Now when I look at the tree after all these years, I realize that what it does so well is to prioritize intention rather than form. It can be easy for us to get caught up in the idea that we aren’t good at sitting meditation and then give up on the whole activity. The tree has allowed people to see beyond sitting meditation and to understand that a practice can take many different forms, depending on our personality and what’s going on in our lives. As one woman said, “It was a revelation to me that meditation wasn’t the only way. Choosing a different branch enabled me to finally find a practice that worked for me.”
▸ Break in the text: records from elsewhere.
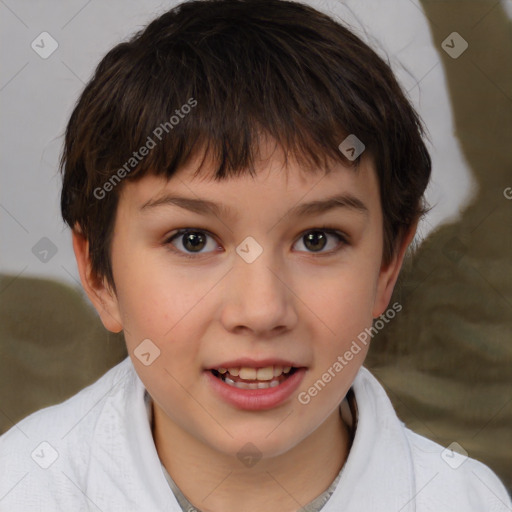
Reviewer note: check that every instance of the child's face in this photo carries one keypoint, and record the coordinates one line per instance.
(291, 304)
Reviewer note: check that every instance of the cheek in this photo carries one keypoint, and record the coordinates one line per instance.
(156, 301)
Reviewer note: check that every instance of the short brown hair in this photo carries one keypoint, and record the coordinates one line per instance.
(275, 67)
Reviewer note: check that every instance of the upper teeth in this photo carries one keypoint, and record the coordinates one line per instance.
(267, 373)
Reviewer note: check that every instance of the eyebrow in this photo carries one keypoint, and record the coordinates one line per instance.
(205, 207)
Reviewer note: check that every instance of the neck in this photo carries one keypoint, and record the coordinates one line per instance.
(215, 481)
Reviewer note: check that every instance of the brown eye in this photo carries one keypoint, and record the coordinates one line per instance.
(316, 240)
(192, 242)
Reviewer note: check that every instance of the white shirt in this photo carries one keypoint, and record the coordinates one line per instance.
(95, 452)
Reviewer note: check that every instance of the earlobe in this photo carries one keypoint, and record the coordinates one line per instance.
(389, 274)
(100, 294)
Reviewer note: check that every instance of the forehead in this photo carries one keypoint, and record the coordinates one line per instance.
(279, 187)
(274, 184)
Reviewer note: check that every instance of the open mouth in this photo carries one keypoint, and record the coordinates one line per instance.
(254, 378)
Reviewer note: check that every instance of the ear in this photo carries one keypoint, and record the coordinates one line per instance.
(98, 291)
(389, 274)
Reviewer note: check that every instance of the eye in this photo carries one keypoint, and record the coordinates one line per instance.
(193, 241)
(315, 240)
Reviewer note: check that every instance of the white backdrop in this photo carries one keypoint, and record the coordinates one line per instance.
(37, 96)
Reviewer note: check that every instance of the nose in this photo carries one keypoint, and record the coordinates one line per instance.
(259, 297)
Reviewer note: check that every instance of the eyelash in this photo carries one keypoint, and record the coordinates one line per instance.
(343, 240)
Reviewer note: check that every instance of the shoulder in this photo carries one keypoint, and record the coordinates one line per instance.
(69, 413)
(51, 447)
(452, 480)
(442, 479)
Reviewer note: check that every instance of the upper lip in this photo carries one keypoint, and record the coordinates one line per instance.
(247, 362)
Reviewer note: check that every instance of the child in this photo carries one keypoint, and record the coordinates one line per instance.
(280, 147)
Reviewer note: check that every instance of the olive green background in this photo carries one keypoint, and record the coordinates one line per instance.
(445, 360)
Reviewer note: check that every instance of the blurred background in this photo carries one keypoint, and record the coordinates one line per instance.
(445, 359)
Another said, “The tree has opened up my understanding of how to view contemplative practices, how engaging in my life mindfully makes whatever I am doing a practice of contemplation. Following my breath is still my touchstone, but I love this greater view.”
The tree also allows room for creativity. Whenever I present it, I emphasize that it’s a living document, one that people can add onto or change in a way that speaks to them. In workshops, I give participants a blank version of the tree so they can create their own. It was never meant to be a definitive taxonomy but rather an invitation to explore what practice means to each of us. One woman shared that during a personal retreat day, she added a branch for “Food Meditation” which she described as “engaging in awareness with each step in my meal preparation.” She told me that this form of practice helped her to shift away from an old habit of rushing to eat when she worked on chaotic film sets.
It taught me something about my own practice as well. It’s helped me to understand that while zazen (sitting meditation in the Zen tradition) is fundamental in my life, practice shows up in other ways that resonate with my personality. I’ve learned that if I don’t mix in some walking and writing practice in the course of a day, I can get a little wonky.
That’s always been my biggest hope for the tree — that it can liberate us from narrow ideas of what contemplative practice is and help us to find one (or more) that truly works for us. And with this discovery, rather than bemoaning that meditation is something we’ll never be good at, we can actually embrace a practice and find ways to integrate it into our lives. My hope is that the tree offers a way to democratize contemplative practice so that we can take back our power to wake ourselves up, and cultivate a greater sense of equanimity, joy, resilience, and compassion.